SQL Server Execution Times: CPU time = 0 ms, elapsed time = 0 ms.

It seems to me that it's the second query that is best for performance, the bigger query with unions.

Do anyone of you got a clue why this happends or do I have to provide with more information (table info and such things) ?

Execution plan:

With left joins
With unions

Thanks!

Best Answer

Sometimes I wonder if SHORT scripts really is the best thing to focus on.

The size of a script has little to do with how efficiently the query will execute. A more compact statement will likely consume fewer resources in terms of compilation, but (re)compilation is usually a rare occurrence in a live system.

Fewer table accesses is usually desirable, though, and this does lead to more compact code.

Very generally speaking, a smaller execution plan will yield better results, and a lower estimated cost will yield better results. Again, though, it's highly situational. Cost estimates in particular can be way off in some cases. It's important to measure the actual execution time, because at the end of the day, that's what matters.

With left joins i can achieve what i want with just a few lines. But then I tried with a longer script, using unions. Which is the best method?

First of all, we need to know how much data will be in these tables in a real system. Right now there's so little it will be difficult to use the STATISTICS TIME performance metrics to figure out a winner -- the results that come back will be dominated by factors other than the query execution. With more data, it's likely the plans will change, thus rendering the comparison here moot.

Having said that, by looking at the query plans as they are now from a logical point of view, the first one is the winner.

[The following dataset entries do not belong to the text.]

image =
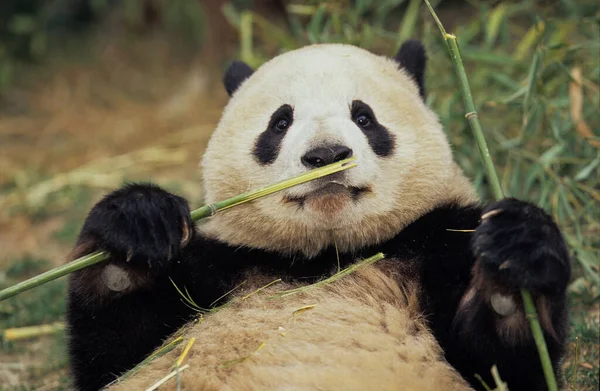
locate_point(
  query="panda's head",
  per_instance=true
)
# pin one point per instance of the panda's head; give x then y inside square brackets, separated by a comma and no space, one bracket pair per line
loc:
[314,106]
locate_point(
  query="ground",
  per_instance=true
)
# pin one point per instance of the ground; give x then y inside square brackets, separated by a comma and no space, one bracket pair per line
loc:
[77,127]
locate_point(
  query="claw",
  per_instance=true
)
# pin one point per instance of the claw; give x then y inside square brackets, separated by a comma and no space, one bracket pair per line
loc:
[186,235]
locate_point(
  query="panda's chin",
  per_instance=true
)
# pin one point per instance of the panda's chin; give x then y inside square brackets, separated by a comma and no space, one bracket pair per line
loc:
[328,201]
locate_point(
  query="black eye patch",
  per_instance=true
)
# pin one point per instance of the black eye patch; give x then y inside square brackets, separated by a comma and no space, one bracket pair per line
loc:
[380,139]
[268,143]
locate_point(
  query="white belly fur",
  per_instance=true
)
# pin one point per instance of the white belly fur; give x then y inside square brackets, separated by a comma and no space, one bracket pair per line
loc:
[362,332]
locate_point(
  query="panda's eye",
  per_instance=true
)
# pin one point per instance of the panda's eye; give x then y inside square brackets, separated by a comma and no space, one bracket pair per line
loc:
[362,120]
[282,124]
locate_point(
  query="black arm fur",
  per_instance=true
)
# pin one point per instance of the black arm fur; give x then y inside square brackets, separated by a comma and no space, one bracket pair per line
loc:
[110,332]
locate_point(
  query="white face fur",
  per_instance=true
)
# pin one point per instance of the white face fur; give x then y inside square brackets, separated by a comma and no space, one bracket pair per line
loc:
[405,166]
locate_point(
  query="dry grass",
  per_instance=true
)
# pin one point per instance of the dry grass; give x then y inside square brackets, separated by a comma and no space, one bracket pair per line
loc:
[122,110]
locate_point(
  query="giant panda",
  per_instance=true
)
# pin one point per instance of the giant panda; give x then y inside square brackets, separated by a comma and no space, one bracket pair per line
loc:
[437,312]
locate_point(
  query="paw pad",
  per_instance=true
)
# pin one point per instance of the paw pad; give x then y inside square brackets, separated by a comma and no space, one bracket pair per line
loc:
[115,278]
[503,305]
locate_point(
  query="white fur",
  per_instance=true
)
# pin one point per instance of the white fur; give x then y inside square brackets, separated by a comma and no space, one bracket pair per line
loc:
[320,82]
[364,331]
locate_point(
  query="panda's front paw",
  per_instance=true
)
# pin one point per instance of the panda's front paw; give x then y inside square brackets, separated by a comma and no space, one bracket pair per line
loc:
[519,245]
[140,225]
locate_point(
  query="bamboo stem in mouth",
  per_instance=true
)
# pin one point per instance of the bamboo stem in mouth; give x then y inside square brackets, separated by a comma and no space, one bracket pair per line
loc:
[198,214]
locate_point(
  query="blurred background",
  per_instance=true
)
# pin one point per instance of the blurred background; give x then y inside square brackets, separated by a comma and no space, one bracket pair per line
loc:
[94,93]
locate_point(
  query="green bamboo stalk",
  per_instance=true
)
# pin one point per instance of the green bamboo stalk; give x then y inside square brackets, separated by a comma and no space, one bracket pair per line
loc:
[200,213]
[471,116]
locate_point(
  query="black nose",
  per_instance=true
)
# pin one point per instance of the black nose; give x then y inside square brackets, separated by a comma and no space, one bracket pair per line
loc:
[323,156]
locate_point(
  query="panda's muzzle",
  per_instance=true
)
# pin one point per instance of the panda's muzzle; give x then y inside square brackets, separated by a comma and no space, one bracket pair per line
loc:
[334,184]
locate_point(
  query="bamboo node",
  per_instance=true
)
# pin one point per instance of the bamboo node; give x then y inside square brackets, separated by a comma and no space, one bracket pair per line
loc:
[472,114]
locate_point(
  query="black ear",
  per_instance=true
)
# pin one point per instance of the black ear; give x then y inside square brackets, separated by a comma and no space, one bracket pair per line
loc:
[235,74]
[412,58]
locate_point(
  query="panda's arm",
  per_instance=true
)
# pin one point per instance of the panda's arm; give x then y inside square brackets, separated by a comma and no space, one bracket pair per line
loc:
[123,308]
[472,285]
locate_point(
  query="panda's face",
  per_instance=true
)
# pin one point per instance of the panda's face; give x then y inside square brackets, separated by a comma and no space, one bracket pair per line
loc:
[312,107]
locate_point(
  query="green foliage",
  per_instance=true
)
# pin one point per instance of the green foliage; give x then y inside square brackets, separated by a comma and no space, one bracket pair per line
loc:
[534,69]
[521,60]
[31,29]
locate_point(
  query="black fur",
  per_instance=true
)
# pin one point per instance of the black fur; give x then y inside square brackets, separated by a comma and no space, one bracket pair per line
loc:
[235,75]
[111,333]
[413,59]
[380,139]
[268,143]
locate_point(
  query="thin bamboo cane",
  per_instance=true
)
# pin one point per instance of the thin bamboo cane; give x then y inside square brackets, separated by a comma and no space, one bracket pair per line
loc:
[200,213]
[471,116]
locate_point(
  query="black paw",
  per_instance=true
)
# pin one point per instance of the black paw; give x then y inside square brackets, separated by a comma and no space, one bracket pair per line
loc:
[141,225]
[520,246]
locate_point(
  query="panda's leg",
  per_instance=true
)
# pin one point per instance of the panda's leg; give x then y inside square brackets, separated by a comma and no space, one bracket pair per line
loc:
[121,309]
[516,246]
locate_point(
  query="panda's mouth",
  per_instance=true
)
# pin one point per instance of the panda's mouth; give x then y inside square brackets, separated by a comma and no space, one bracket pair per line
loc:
[330,188]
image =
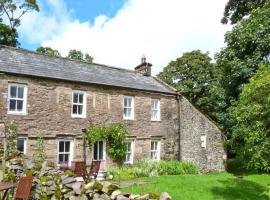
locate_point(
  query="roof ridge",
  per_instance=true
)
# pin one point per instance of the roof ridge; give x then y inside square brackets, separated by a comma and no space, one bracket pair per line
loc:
[66,58]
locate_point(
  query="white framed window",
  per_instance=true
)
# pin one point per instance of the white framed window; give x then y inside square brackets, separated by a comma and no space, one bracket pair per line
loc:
[129,152]
[78,104]
[17,97]
[65,151]
[128,107]
[203,141]
[155,109]
[22,144]
[155,150]
[99,150]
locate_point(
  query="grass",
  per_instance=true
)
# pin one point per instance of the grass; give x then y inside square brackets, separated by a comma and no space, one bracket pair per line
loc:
[206,187]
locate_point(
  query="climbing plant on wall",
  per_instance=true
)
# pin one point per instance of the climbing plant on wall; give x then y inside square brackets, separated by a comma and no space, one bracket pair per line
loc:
[114,134]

You can see that the Clustered Index Scan of quantities appears once in the first plan, while it appears four times in the second one. The second plan also contains an expensive Distinct Sort as a result of using UNIONs (this operator could be eliminated by using UNION ALLs instead, which won't change the results).

The first query could also probably be improved, by getting index seeks on the colors and sizes tables, instead of table scans. It might be worth trying a hash match plan as well (which is what you'll probably see when quantities and products are larger), but for tables this small, the startup cost may be too much overhead to be of benefit.

What I would suggest you do is run each of the statements you want to test 10,000+ times in a loop, figure out the average execution time, and then compare.